Until recently, the fate of the euro appeared to hinge on whether Spain could avoid following Greece and Ireland into a bailout that would stretch Europe's rescue fund to the limits. “I have to admit that less than a year ago there were huge doubts. I felt it directly,” Zapatero said.
Critics said the soft-spoken premier, best known until then for legalising gay marriage and abortion, was in denial. He blamed the crisis on speculators bent on destroying the euro rather than addressing Spain's own structural problems.

But since May, his minority Socialist government has cut spending, imposed unpopular public sector pay cuts, reformed labour law, clinched union backing to raise the retirement age to 67, and forced savings banks to merge and raise new funds. HUGE LESSONS “I feel like I have been in battle since the last quarter of 2008,” he said in an hour-long session in his Moncloa office. “I have learned huge lessons because none of the classic manuals of the art of war are any use.” Pressure mounted on Spain after European partners and the International Monetary Fund rescued Greece from the brink of bankruptcy in May. A second wave of selling erupted when Ireland was forced to seek an international bailout in December.

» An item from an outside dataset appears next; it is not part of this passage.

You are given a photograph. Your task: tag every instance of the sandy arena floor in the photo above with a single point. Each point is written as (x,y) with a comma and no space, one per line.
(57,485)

Comparing his task to running a marathon, he said: “You think you are there and then, suddenly, Ireland happens.” Zapatero responded to the Irish collapse by accelerating reforms. He announced the sale of stakes in the state lottery and airport operator, and coaxed trade unions and employers into signing a landmark social pact on pension reform and employment incentives. “Spain's reform agenda is truly impressive in any international or historical context; something the market still doesn't seem to fully appreciate,” Goldman Sachs chief European economist Erik Nielsen wrote this week.

Zapatero is now working to make collective bargaining rules more flexible by mid-March, organising negotiations by company rather than sector and linking pay to productivity, not just inflation.

His approval rating has sunk and his party trails the conservative opposition Popular Party by more than 10 points in opinion polls, prompting some analysts to say he is on a suicide mission that will end in certain defeat in 2012.

But Zapatero said any prime minister would have done the same to save his country. The 50-year-old lawyer, in office since 2004, declined to say whether he would seek a third term next year or step aside for a more popular Socialist candidate.

The prime minister said Madrid was willing to give binding legal force to long-term deficit reduction policies but Spain's rigid constitution made it impractical to pass a German-style “debt brake” amendment as Merkel has sought.

He said he would take further steps to ensure that Spain's autonomous regions stuck to their spending limits. “We are part of the culture of maximum budget stability. The two big political parties have a consensus on that,” he said, endorsing Franco-German “competitiveness pact” proposals for greater economic policy coordination in the euro zone.

Spain will have achieved its goal of cutting the deficit to 9.3 percent of gross domestic product in 2010 when final figures are published in the next two weeks, Zapatero said, and it would meet its commitment to slash it to 6 percent this year. “We do not expect tensions on Spanish debt. We must reduce the spread over German bonds to improve our financing costs, but the reforms of the financial system and the savings banks will contribute to reducing our risk premium,” he said.

Spain's cost of borrowing soared in November and December in the run-up to the Irish rescue.
Madrid had to pay 3 percentage points more on bonds than Germany, but that has fallen to 2 percentage points, still far above the 0.7 percentage point spread before the crisis began.

Asked if he thought Merkel's domestic problems would make it harder for her to agree to a stronger euro zone safety net next month, he said: “Naturally the chancellor has domestic problems -- we all do -- but when it comes to the decisive moment, she always puts her responsibilty to Europe first”.